It will help to determine, whether your ideas and structure of information is on the correct path. This exercise does not have to be face to face and can be done online through many relevant applications available for card sorting, so distance is not an issue.
This method is also easy to use, straight forward and inexpensive for everyone involved. It’s a good way to see the validations of the designs via the input given by users.
2. Eye tracking
It is of vital importance to know where users are exactly looking when interacting with a system as all experienced UX researchers will tell. This will help support the design in terms of prioritising content, what has been overlooked and the overall effectiveness of specific design elements and layouts. When you have an understanding of the user’s journey, then that can help you map out where key information needs to be shown at different touchpoints.
This technique can be pricey but following further developments in technology and becoming more widely available, the cost of this tool is starting to fall. Plus, it will become less intrusive and not conflict with usability testing. The reliability of the results will improve and is a great way for all key parties involved to see results in real time.
3. User personas
These are hypothetical depictions of the perfect user that emphasize key characteristics of the user such as demographic information, attitudes and goals. The process of user personas has proven to be highly revealing in understanding your target audience. This enables you to understand the motivations of each of the users in what they are expecting from the product and how the product will be used.
The names and backstories given for these hypothetical personas are close to real life as possible. In empathising with the user’s motivations will allow you to produce a user experience that is memorable in catering for their needs.
4. Usability testing
Usability testing is a method most favoured by UX researchers around the world that involves observing user’s interaction with the product or project being produced and can either be for the entire project or single use functions. The benefit of this, is it allows the researchers to study each step taken by the user throughout this exercise and break down all the touch points of the user’s experience.
UX research can manipulate testing via time allocations, iterations, types of tests and other elements to achieve a complete picture of participants use of the product.
Usability tests can also be done online for cost and time benefits as well as measuring the ethnographic considerations for the whole development process, Pastel is one such example with website usability testing.
Just a small mention about a lighter modern version of user testing is known as guerrilla testing, which is done in the community like asking drinkers at a coffee shop to carry out basic tasks with a service or a website in exchange for an incentive like money or a free coffee. This method is good for those on tight budgets and a large user base.
5. A/B Testing
A/B tests is a form of monadic testing in comparing two similar website designs in a live environment to see which one works best. Most often it's testing an existing website design against a new design. This method normally works via two randomly selected groups of users, where they test two versions of the designs. The results of these tests are then compared to understand which one performs better. The key thing with these tests is versions A and B must be similar, otherwise if they are too different, this would have a negative impact on the results and would not be an honest comparison. Note A/B tests can also be used with other UX research methods such as tree testing, which is explained below.
6. Tree Testing
The tree testing method basically evaluates the informational structure of a website or app to see if users can navigate their way around a site to find what they are looking. This not only helps to assess the informational structure of a website or app but also the labelling and findability. This can be done online or offline where users are presented with a hierarchy of the all the categories and then asked to find a particular option without being too direct in the instruction.
7. Review by an expert
This will involve one expert to go through the entire plan to find any inconsistencies or problems with the design, ease of access and whether it is straightforward to use. This process will vary amongst products and specialists as there are no set way of doing this. The emphasis will be based on the overall user experience by highlighting any small issues to make the whole exercise easy to use and intuitive. As these experts are skilled and experienced in their field, they will have an idea what to look for and envisage if there will be any potential problems in the future.
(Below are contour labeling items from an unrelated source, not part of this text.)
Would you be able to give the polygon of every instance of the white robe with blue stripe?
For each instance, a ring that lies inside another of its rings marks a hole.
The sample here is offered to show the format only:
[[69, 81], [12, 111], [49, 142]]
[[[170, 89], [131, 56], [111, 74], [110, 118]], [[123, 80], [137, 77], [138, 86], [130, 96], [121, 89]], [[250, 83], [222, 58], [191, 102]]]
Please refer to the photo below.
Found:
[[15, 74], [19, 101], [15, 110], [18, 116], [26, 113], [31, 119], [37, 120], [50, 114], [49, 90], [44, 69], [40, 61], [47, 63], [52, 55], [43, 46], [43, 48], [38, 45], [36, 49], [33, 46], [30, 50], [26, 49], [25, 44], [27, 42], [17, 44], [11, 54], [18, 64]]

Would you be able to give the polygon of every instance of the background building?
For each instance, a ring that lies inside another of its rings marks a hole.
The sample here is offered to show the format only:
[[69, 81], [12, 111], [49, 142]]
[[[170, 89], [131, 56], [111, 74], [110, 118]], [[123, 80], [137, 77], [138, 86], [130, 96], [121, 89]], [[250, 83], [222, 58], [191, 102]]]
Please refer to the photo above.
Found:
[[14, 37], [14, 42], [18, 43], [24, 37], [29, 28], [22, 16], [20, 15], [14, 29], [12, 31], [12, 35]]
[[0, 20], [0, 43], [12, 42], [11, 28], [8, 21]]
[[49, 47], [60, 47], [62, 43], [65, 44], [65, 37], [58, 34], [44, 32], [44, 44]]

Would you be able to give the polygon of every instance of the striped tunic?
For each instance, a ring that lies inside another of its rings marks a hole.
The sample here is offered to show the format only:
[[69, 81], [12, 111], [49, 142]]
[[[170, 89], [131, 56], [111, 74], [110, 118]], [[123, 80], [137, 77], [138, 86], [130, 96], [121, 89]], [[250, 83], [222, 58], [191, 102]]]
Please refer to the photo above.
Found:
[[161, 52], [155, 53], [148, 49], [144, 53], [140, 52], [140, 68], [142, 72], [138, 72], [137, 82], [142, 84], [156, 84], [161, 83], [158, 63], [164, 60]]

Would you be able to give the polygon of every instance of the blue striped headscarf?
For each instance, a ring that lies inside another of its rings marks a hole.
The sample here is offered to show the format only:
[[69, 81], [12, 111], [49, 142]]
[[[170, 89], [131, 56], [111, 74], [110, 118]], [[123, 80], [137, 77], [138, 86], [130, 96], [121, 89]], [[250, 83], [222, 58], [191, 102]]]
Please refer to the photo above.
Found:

This is a cost-effective method as it only involves one specialist going through the process especially if there is additional budget that can be set aside for usability testing. Caution needs to be taken into consideration as this is based on the views and input of one person, so it’s good practice to do more tests to see if the review holds up.
8. Field studies
This is an old-fashioned approach to research with the method of investigating user interactions in the real world. By going directly to the source, the UX researcher will see how people use interfaces within the context of its intended use through observations, ethnography and interviewing the users.
By making users comfortable in a real-world setting, you can see how they interact with your product as they normally would rather than being conscious and removed from being watched as with usability tests.
These are one of the most valued methods in collecting information about how users encounter your product in real life.
How to conduct UX research projects?
In conducting UX research, there are five main steps to follow, where the first part is forming hypothesis and questions. While the remaining three steps are about collecting information via the chosen UX research methods.
Objectives – Need to establish the gaps in knowledge that need to be filled.
Hypotheses – understanding what you already know about your target audience.
Methods – depending on time and resources, considering the right method to buy into.
Conduct – collecting the information through the chosen methods.
Synthesize – in proving or challenging the hypotheses, filling in the gaps in knowledge and identifying opportunities in your design efforts.